Opened 8 years ago
Last modified 8 years ago
#40060 new defect (bug)
Define ADMIN_COOKIE_PATH cause unreachable /wp-login.php
Reported by: |
|
Owned by: | |
---|---|---|---|
Milestone: | Awaiting Review | Priority: | normal |
Severity: | normal | Version: | 4.7.3 |
Component: | Users | Keywords: | |
Focuses: | Cc: |
Description
If user is logged in and tries to open /wp-login.php page, he never couldn't do this if ADMIN_COOKIE_PATH is set to root '/' (is equal to COOKIEPATH). Instead, the redirect to /wp-admin/ will occur. Even more, many of function during page load will run twice.

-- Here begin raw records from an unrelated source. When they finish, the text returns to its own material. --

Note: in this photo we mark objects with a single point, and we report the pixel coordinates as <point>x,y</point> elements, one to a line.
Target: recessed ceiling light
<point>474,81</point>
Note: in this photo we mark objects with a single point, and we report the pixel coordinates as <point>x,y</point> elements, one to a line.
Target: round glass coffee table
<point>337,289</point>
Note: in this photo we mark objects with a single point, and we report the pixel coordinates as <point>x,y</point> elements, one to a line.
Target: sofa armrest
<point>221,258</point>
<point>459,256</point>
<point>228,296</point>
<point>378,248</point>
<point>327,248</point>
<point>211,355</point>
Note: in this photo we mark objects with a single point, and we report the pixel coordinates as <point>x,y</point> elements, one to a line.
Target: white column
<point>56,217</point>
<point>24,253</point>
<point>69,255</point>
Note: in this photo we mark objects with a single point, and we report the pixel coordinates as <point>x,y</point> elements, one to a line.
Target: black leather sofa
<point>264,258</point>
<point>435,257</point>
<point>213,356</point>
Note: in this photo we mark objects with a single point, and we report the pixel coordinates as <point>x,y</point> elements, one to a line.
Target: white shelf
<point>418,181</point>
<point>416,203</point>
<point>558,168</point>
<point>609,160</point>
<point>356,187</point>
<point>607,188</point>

In a long route of functions, the last one is wp_parse_auth_cookie(), which return false to many functions called from, which cause "true" check in wp-login.php on line 814, where unneeded redirect happens.
<?php if ( !is_wp_error($user) && !$reauth ) { ... wp_redirect( $redirect_to ); exit();
In regular situation, wp_parse_auth_cookie() return "false" when checking auth cookie on wp-login.php from path '/', because existing one is for /wp-admin path. So wp-login.php loads normally.
<?php if ( empty($_COOKIE[$cookie_name]) ) return false;
But if ADMIN_COOKIE_PATH is defined with value, that not differs from COOKIEPATH or SITECOOKIEPATH - it return "true" and forever redirect to /wp-admin/.
Any ideas to solve this?
Change History (2)
#2
@
8 years ago
Temporary fix.
<?php add_action( 'login_init', 'deal_with_ADMIN_COOKIE_PATH' ); function deal_with_ADMIN_COOKIE_PATH() { if ( ( isset( $_COOKIE[AUTH_COOKIE] ) || isset( $_COOKIE[SECURE_AUTH_COOKIE] ) ) && ADMIN_COOKIE_PATH == COOKIEPATH ) { unset( $_COOKIE[ isset( $_COOKIE[AUTH_COOKIE] ) ? AUTH_COOKIE : SECURE_AUTH_COOKIE ] ); } }
Is there is ever need to different main cookie path from admin path while the cookie name and their values are completely identical?